1. A power-driven sliding window assembly for an automotive vehicle wherein a window regulator mechanism moves a window along a substantially horizontal path between an open and a closed position, the window having a bottom edge retained along substantially its entire length in a lower guide rail and slidable linearly therein between the open and closed positions, the regulator mechanism comprising:

a drive unit comprising a reversible electric motor and a cable drum driven by the motor;

a first cable guide disposed adjacent a first end of the lower guide rail in substantially coplanar alignment with the window;

a second cable guide disposed adjacent a second end of the lower guide rail in substantially coplanar alignment with the window;

a first cable length having a first end connected to the window adjacent a first lower corner thereof and a second end engaging the cable drum, the first cable length extending from the cable drum to engage the first cable guide and extend therefrom along a first path substantially parallel with and above the lower guide rail to reach the window; and

a second cable length having a first end connected to the window adjacent a second lower corner thereof and a second end engaging the cable drive drum, the second cable length extending from the cable drum to engage the second cable guide and extend therefrom along a second path substantially parallel with and above the lower guide rail to reach the window.
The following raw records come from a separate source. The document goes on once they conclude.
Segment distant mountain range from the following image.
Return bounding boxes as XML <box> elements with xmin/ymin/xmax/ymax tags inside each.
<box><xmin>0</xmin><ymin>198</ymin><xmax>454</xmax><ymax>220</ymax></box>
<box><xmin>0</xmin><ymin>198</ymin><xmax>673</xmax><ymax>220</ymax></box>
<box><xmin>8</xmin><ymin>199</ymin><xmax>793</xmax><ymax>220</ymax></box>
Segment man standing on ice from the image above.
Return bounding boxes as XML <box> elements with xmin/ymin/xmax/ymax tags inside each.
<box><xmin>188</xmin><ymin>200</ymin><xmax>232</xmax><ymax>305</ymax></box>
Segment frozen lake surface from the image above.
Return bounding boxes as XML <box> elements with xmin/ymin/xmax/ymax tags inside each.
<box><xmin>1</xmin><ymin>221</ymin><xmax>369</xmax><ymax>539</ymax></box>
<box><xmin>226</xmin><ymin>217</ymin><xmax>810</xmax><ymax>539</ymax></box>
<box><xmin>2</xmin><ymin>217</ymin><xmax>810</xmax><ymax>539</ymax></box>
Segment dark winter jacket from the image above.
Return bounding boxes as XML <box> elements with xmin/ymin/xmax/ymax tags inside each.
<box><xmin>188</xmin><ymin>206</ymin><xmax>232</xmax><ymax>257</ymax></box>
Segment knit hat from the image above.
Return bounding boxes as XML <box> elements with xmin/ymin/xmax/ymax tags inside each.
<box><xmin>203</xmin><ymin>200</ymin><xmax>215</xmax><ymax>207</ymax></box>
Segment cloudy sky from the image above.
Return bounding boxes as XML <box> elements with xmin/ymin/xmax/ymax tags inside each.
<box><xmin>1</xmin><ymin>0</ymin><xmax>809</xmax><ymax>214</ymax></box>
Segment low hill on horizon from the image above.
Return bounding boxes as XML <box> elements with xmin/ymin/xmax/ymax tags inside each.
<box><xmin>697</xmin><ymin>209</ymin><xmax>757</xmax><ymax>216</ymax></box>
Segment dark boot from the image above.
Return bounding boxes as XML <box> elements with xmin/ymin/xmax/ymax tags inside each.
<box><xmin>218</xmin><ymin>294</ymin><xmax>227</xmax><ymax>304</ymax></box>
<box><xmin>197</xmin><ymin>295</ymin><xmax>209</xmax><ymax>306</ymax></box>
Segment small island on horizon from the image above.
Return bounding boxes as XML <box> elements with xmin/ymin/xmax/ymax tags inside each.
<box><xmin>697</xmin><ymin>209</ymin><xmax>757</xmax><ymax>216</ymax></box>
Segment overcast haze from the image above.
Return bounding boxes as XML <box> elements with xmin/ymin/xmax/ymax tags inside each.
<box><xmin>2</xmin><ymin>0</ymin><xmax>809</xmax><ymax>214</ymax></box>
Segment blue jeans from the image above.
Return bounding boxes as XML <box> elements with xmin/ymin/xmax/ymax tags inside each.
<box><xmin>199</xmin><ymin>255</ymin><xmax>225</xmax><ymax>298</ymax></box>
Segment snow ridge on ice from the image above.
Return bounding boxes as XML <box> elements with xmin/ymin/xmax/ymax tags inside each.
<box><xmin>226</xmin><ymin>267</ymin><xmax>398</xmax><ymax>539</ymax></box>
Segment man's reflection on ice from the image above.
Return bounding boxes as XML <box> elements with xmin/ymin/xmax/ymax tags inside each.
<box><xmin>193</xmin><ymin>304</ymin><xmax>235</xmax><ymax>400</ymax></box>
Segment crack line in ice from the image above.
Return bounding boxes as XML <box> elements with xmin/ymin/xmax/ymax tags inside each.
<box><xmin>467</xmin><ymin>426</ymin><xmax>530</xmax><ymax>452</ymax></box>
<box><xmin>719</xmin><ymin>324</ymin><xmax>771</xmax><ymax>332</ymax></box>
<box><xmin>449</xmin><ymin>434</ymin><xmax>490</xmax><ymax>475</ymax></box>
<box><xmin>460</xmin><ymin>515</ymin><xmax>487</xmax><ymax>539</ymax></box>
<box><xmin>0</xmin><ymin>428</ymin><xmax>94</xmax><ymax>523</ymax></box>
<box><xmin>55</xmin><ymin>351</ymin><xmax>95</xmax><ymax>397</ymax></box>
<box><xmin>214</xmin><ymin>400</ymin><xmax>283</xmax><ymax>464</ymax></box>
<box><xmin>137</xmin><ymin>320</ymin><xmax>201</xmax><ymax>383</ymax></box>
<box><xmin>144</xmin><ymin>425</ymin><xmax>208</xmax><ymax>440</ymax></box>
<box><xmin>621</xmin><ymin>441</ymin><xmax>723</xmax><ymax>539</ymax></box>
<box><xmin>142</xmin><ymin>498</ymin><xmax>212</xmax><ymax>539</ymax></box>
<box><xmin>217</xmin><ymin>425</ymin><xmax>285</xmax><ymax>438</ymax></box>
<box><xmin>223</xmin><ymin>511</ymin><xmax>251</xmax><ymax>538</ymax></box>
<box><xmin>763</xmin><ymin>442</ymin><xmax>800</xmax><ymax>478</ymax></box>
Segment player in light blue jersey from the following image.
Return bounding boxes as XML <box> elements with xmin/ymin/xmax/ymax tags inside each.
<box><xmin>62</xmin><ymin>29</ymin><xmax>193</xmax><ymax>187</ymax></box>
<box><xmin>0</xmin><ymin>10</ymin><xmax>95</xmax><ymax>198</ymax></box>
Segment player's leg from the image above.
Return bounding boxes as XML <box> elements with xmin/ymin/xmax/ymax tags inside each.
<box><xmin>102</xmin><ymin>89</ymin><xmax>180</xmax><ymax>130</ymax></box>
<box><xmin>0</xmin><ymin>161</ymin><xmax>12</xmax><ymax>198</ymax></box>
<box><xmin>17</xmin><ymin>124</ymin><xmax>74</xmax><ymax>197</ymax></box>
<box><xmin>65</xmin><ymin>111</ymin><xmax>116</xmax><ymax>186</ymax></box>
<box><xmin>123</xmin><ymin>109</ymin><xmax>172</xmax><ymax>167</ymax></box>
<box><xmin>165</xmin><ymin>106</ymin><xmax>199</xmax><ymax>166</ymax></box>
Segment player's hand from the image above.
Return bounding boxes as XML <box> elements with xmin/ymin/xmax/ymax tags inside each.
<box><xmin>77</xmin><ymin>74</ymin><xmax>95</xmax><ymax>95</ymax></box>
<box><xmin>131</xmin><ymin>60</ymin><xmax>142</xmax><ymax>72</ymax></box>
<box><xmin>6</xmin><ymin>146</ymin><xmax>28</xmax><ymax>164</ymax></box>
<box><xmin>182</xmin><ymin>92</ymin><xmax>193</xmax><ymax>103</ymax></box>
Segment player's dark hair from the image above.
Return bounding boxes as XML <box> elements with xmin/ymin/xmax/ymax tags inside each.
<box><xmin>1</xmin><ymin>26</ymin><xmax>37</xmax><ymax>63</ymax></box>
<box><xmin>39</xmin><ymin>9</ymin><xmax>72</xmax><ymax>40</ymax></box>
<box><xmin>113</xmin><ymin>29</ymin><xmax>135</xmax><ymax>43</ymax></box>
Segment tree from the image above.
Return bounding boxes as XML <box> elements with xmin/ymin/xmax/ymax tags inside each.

2. A sliding window assembly according to claim 1 wherein the first and second cable lengths each comprise a Bowden-type cable having a core wire and a conduit, the conduits extending between the drive unit and respective first and second cable guides.

3. A sliding window assembly according to claim 1 wherein the drive unit is securable to a portion of the automotive vehicle remote from the window unit and guide means.

4. A sliding window assembly according to claim 1 wherein the first and second cable lengths are connected to the window at points directly above the lower guide rail.

5. A sliding window assembly according to claim 1 wherein the first and second cable guides are connected directly to the lower guide rail.

6. A power-driven sliding window assembly for an automotive vehicle wherein a window regulator mechanism moves a window along a substantially horizontal path between an open and a closed position, the window having a bottom edge retained along substantially its entire length in a lower guide rail and slidable linearly therein between the open and closed positions, the regulator mechanism comprising:

a drive unit comprising a reversible electric motor and a cable drum driven by the motor;

a first cable guide disposed adjacent a first end of the lower guide rail;

a second cable guide disposed adjacent a second end of the lower guide rail;

a first cable length having a first end connected to the window adjacent a first lower corner thereof and a second end engaging the cable drum, the first cable length extending from the cable drum to engage the first cable guide and extend therefrom along a first path above the lower guide rail to reach the window; and

a second cable length having a first end connected to the window adjacent a second lower corner thereof and a second end engaging the cable drive drum, the second cable length extending from the cable drum to engage the second cable guide and extend therefrom along a second path above the lower guide rail to reach the window;

the window, guide rail, cable guide means, and first and second paths all being disposed in substantially a single plane.